You know me too well...the answer is no. When we did the body comp, it revealed that I had actaully lost 5.5 lbs of muscle and only 1.5 lbs of fat. As you may know, Miss Lady is made up of many proud muscles and lots of glitter.  Since I didn't want to lose any muscle, because I need it, and because muscle loss looks unpleasant to me, and because the point of nutrition is not to become weak and jiggly, we knew we had to change this. She ordered me to eat more MORE protein, up to 8oz per meal, and though we still haven't gotten to the bottom of the lack of fat loss, I have never lost any more muscle, and I generally can at least maintain my weight without feeling starved.

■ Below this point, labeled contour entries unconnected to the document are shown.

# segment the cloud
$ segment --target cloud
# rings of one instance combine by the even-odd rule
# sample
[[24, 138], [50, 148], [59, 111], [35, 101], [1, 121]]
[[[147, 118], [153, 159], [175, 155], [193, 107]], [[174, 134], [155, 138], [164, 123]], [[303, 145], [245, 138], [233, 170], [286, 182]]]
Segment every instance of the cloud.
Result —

What strikes me too about this story, is how the converse would have played out at a WW meeting, or, to be fair, in any situation where the scale is the only real measure: If you work your ass out, let's say doing something badass like roller derby or boxing or powerlifting, you will gain muscle. Muscle weighs more than fat, so even if you lose fat too, your overall number might be larger. Its my understanding too that muscle retains water while it is building (or somesuch, no need to belabor the science if it holds up) so it is also possible to have the water number increase. In a scenario like this, you could have your muscle go up 5lbs, your water go up 1lb temporarily, and your fat decrease by 3lbs. Even though that is actally a kick ass situation for your body, if you only look at the scale, you will think you have gained 3 damn lbs of badness. If you are in a weigh-in situation, you will get a pitying head tilt. You will stress and wonder how to change your diet and if you will ever lose weight and if the world is fair at all, when you should be congratulating yourself.

So, what to do? I'd say throw out the scale, but it is one of the cheaper, more widely available ways to evaluate your body mass. The body composition tests are not everywhere and are not cheap, though I do think they are worth the money and time at least a few times a year. Of course, I am a big fan of measuring. For two dollars, that damn thing tells me plenty...though I do have to be careful to remeber that my measurements can vary for reasons like sneaky gluten bloating or lady cycles.

The solution really seems to be in not asking too much of the scale. I know, as well or better than anyone, how much you want it to tell you whether or not you'll ever lose weight or if people think you are pretty...or even just what the numbers mean that week, but it can't. Yes, if you weigh 20 lbs less on a scale after two months, you can probably say that some of your choices are producing fat loss. Or if you weight 20lbs more and can't find any new bulging muscles, you might make some assumptions from there. But on a week to week or day to day basis...all it can tell you is what your muscle and bone and water and fat add up to be. Nothing else.